I. INTRODUCTION
Road safety is a major concern around the world. According to the World Health Organization (2018), more than 1.35 million deaths each year are caused by traffic accidents [1]. Speed is one of the most critical accident risk factors and is being used to evaluate the performance of the geometric design of roads since it has a close relationship with road safety [2]-[4].
The human factor and speed are directly related to accidents [5]. When analyzing the process by which the models and the scales for assessing the geometric design consistency are being developed [6], it was identified: i) that the human factor was not considered in the selection of the analyzed speed and, ii) neither was the variation that speed has in the geometric elements and among them. As a result, and in response to one of the pillars of the Global Plan for the 2011-2020 decade of the United Nations Road Safety [7], which commits to studying the speed relationships of road design and operation, these roads have a geometric design defined by a series of parameters that at the same time depend on a preset designed speed [8].

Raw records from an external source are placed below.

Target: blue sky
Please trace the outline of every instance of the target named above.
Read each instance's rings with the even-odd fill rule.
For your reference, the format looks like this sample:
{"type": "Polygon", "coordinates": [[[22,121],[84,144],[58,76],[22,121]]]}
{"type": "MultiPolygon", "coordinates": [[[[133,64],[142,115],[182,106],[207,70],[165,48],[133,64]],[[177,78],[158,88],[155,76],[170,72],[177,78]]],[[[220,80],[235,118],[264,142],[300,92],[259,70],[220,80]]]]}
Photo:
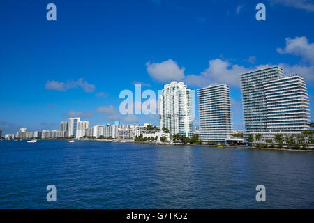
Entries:
{"type": "Polygon", "coordinates": [[[229,84],[242,129],[238,73],[264,64],[306,78],[313,120],[313,1],[1,1],[0,26],[4,134],[57,129],[72,116],[158,125],[157,116],[119,114],[119,95],[171,80],[229,84]],[[57,21],[46,20],[50,3],[57,21]],[[255,20],[259,3],[266,21],[255,20]]]}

One of the ways to involve speed variation along geometric elements is to use a speed profile instead of a single weighted datum. However, several drawbacks have been reported in the speed profile classification, which is directly related to the driver’s behavior; (i) ) it is difficult to accurately distinguish the boundaries of speed profiles for different driving styles [9] and (ii) a manual selection of speed profile conglomerates generates more consistent results [10]. On the other hand, a relationship between the real velocity profile of the curve to free flow and the level of risk involved has been found [11], as well as the behavior of drivers in it [12].
The main research topic using the driver simulation approach is the performance of road users in horizontal curves [13]. These curves are measurements of speed control for drivers [14]. Driver age and experience are influencing variables in runoff crashes along two-lane rural horizontal curves [15], they usually overestimate time and underestimate their speed on Horizontal Curves in rural environments [16]. Notably, the perceptual speed may be lower than the actual speed due to a monotonous environment; however, the perception improves as the user advances past the midpoint of the curve [17]. There is high variability in speed behavior at the curve’s start, and deceleration stops about 135 meters after entering the curve [18]. Also, earlier deceleration before entering the curve turns into a higher safety maneuver [19]. In this direction, personalized aggressive behavior studies should be preferred over entire sets of drivers data analysis [20]-[21].
In this article, we study the variations in speed within the elements of horizontal curves on rural two-lane roads and their ability to discern a particular driving style that the geometric characteristics of the curve may influence. On this type of road, aggressive behavior (seen as a vehicle’s speed close to or above the speed limit) is usually related to confidence in the driver’s perception of a low volume of vehicles. To define the driving methods of the users and separate the records of the different vehicles according to the most suitable style, a methodology based on cluster analysis and indirect variables or derived from the data measured in the field was used. In the first part, the methodological details are presented together with the description of the area and study data. Subsequently, the results and their discussion are presented by integrating the validation of the proposed methodology. Finally, the most relevant conclusions of the methodological proposal are summarized.
II. METHODOLOGY
This analysis reviewed 38 horizontal curves in both directions of ten roadway segments on rural two-lane roads in Puerto Rico that allow free-flow speed conditions (Figure 1). These curves exhibit a variety of horizontal and vertical alignments, geometric element sizes, and operational conditions. The data was collected between May and September (mainly the summer season).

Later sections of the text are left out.